The root of the challenge is bitter, but the fruit tastes sweet. Some of the Idahoan-Bhutanese have been in Idaho for almost two years. For every individual, at first life was full of challenges. People were worried about finding jobs and getting adjusted to change in the environment and culture. At that time, the economy of the U.S. was moving south and for the ESL people it was tough time to find a good job. All the Bhutanese were full of fear of how to keep their lives on track.
But slowly the people started feeling more comfortable with ongoing social and environmental changes. Some of them got jobs and proceeded ahead in building their careers. By now almost all the early immigrant have a job, a car and good access to technology. Some of us even have a brand new laptop, etc. Some of us are studying in college and are supported by government financial aid. No one had ever thought about all these things while back in the refugee camp.
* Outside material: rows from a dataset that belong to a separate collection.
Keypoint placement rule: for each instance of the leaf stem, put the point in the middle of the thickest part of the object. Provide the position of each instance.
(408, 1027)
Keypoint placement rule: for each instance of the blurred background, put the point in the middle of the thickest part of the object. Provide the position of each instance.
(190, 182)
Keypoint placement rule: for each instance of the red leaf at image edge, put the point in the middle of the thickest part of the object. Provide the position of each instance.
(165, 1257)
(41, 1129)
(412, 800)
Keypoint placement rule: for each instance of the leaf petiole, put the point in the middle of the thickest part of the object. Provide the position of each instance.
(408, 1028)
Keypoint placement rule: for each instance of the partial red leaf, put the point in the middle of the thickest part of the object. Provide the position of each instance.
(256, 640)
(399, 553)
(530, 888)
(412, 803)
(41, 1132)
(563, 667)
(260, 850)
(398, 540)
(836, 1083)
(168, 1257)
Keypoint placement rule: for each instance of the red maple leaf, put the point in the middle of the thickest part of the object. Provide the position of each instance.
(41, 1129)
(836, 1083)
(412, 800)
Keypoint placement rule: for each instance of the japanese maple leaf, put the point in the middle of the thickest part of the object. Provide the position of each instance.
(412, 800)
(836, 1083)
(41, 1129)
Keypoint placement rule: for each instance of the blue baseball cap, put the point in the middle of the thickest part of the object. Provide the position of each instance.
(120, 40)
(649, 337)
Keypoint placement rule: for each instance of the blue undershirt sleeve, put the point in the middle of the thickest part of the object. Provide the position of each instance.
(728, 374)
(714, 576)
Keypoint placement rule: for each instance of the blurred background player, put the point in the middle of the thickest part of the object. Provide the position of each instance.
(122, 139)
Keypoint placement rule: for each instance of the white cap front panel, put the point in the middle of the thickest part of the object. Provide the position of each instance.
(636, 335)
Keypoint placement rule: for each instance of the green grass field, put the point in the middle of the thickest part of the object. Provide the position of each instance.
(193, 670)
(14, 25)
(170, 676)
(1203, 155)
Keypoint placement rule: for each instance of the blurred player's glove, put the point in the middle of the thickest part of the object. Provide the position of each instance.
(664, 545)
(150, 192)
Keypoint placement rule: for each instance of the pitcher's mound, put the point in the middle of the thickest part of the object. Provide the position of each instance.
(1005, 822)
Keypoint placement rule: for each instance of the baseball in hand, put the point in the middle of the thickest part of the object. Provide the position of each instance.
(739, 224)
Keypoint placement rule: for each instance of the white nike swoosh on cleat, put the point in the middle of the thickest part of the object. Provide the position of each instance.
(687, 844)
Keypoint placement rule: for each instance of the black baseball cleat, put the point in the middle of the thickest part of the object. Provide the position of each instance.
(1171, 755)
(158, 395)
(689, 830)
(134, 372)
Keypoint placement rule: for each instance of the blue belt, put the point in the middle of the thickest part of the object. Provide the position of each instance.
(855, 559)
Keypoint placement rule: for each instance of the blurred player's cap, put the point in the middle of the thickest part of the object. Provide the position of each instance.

By now some of us know how to do banking and use debit and credit cards and even to pay utility bills online.
More than 100,000 Bhutanese refugees spent almost 17 years of their lives in refugee camps. Their houses were made out of bamboo and thatch. Camps were situated in the eastern lowlands of Nepal. Huts were arranged in a rows and columns with a maximum of 10 to 15 feet gap between them. These clusters of huts look amazing from the sky. The huts were numbered and grouped from units to sectors to entire camps. Even a single hut was separated into rooms for individual people living in one family. There was no electricity in the camp. The people used to use kerosene lamps for light. Though there was a school, the teaching and learning process was very poor. Think about it ... there was no electricity in the school. Still some of the students of these schools became doctors and engineers in Nepal. Isn't this amazing?
These camps were protected by the United Nations High Commission for Refugees (UNHCR). For living, the people were given rations every 15 days with a maximum of 5 kg rice per person. Moreover they were given cereals, sugar, salt and vegetables every week and the people used to use domestic coal to cook food. For water, these people used tap water, for which they were supposed to wait on a long queue for a liter of water.
Bhutanese always make comparisons between their living standard while in the refugee camp and and in the USA. And some of them don't mind doing any kind of job because of their past life experience. Now Idahoan Bhutanese are hoping that sooner or later they will have a beautiful house and a good job where their family lives together and enjoys their American life.
Though the start was hard, slowly the people are getting on track and all Idahoan-Bhutanese are waiting for that fine day to come in their life.